A grand jury has indicted two employees of Gov. Robert L. Ehrlich Jr.'s campaign for allegedly hiring poll workers on Election Day, and the Maryland state prosecutor said yesterday that his investigation is continuing.
Steven Martin and Rashida Hogg are charged with recruiting workers to hand out campaign literature at polling places in Prince George's County on behalf of Ehrlich and his running mate, Michael S. Steele, now lieutenant governor.
State election law bars payments to poll workers who advocate for a particular candidate, and the penalty for doling out the "walking-around money" can be as much as a year in jail and fines of up to $25,000.
Last month, the grand jury indicted Shirley R. Brookins, an employee of a D.C.-based temporary employment agency, for allegedly paying homeless people to work the polls for the Republican ticket.
State Prosecutor Stephen Montanarelli said he plans to present additional evidence to the Prince George's County grand jury, and he declined to specify when he expects to conclude his probe.
"We're moving along," he said."
Montanarelli's investigation threatens to become a distraction for Ehrlich, who took office only two weeks ago after a campaign in which he promised to rid Annapolis of what he described as a culture of corruption.
A spokesman for the governor said that the campaign did nothing improper.
"The Ehrlich campaign's ground rules were clear: No illegal hires," said Henry Fawell, the spokesman.
David Paulson, a spokesman for the Maryland Democratic Party, said that the indictments reflect poorly on Ehrlich and Steele. "The candidates and the campaign manager are responsible for what goes on in a campaign," Paulson said.
Martin, 32, a minister who resides in Capitol Heights, received $1,700 as the coordinator for Ehrlich's campaign in Prince George's, working under Wayne M. Clarke, according to campaign finance records. Martin and Clarke also worked on the campaign of C. Anthony Muse, who ran unsuccessfully for Prince George's county executive last year.
Howard Cardin, an attorney for Martin, said that his client told investigators that he did not hire anyone to work on Election Day.
"I have yet to see any information to show that he has done anything improper," Cardin said."
Hogg, 23, of Silver Spring, was paid $2,300 by the Ehrlich campaign to help coordinate the Prince George's get-out-the-vote effort. She could not be reached for comment. Her attorney, Billy Murphy, did not return a telephone message left at his Baltimore office.

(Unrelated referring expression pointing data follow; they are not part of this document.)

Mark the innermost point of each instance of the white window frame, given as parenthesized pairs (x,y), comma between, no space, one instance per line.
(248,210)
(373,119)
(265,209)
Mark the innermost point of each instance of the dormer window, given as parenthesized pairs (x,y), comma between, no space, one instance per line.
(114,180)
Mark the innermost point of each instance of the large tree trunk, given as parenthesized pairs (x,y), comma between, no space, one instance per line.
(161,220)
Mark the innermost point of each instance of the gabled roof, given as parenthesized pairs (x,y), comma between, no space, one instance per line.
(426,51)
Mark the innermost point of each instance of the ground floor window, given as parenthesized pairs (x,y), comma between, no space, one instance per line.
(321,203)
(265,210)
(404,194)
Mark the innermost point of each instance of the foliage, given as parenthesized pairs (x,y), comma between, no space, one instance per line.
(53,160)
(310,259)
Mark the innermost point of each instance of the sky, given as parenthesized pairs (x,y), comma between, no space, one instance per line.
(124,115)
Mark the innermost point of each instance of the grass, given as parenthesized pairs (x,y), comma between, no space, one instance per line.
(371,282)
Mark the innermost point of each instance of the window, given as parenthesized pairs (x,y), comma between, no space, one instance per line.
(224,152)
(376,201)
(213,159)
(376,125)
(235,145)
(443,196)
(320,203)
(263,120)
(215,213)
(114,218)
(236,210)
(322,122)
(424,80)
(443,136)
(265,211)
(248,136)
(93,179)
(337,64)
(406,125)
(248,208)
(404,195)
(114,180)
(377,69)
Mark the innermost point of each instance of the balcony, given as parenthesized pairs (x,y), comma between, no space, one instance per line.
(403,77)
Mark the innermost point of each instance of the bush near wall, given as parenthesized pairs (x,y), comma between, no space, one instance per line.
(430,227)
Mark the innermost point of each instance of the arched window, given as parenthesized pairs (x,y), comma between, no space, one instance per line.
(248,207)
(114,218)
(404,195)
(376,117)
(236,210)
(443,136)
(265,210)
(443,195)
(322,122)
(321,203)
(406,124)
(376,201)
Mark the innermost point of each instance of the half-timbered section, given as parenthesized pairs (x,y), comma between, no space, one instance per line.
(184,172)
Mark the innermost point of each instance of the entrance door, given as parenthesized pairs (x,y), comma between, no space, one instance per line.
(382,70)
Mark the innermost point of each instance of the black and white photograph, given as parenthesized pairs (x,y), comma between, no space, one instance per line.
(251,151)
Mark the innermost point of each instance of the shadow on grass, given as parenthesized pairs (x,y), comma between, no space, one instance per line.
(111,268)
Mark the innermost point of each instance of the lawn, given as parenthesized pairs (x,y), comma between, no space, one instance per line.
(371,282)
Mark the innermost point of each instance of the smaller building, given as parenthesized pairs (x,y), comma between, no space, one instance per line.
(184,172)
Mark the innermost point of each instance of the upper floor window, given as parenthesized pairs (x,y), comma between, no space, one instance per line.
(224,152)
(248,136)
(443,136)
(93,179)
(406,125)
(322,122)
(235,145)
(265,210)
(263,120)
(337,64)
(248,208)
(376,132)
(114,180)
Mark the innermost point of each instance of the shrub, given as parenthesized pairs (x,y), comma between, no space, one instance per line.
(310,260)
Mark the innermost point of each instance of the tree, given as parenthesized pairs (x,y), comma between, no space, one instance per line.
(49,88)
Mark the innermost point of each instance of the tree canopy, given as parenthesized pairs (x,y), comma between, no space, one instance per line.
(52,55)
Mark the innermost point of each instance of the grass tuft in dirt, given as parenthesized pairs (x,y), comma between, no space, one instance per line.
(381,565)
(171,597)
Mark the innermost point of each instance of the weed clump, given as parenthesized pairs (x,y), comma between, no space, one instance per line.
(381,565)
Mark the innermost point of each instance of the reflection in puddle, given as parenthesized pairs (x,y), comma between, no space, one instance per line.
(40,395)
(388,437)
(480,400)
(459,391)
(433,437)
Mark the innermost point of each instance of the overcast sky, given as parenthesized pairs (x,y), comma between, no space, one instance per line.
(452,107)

Montanarelli declined to specify whom Martin and Hogg hired for Election Day. But two Bowie State University students have told investigators that they were among about two dozen students whom Hogg and Martin trained for Election Day at the Ehrlich campaign's New Carrollton headquarters.
The students said they were offered $125 to work while the polls were open.
Although the students said they were never compensated for their work, Montanarelli said, Ehrlich's campaign would have violated the law even by offering payment.
The prosecutor's investigation began after Democrats said they planned to pay workers up to $100 to canvass neighborhoods on behalf of congressional candidates on Election Day.
Party officials were forced to change course to ensure that the workers only encouraged people to vote and that they did not promote a political party or candidate.
The day after the election, an investigator from Montanarelli's office watched as dozens of residents of the Community for Creative Non-Violence, a D.C.-based homeless shelter, were each paid $150 for their work at the polls in Prince George's.
The indictment against Brookins, the head of the Alternate Resources Cooperate, a temporary worker agency, charged that nearly 200 homeless people were paid for "accosting voters outside the polls, communicating a voting preference and distributing campaign literature" for the Ehrlich-Steele ticket.
Campaign finance records show that Steele's campaign paid $52,640 to Brookins's firm three days before the election.
Brookins, whose trial is scheduled to begin in May, declined to comment yesterday.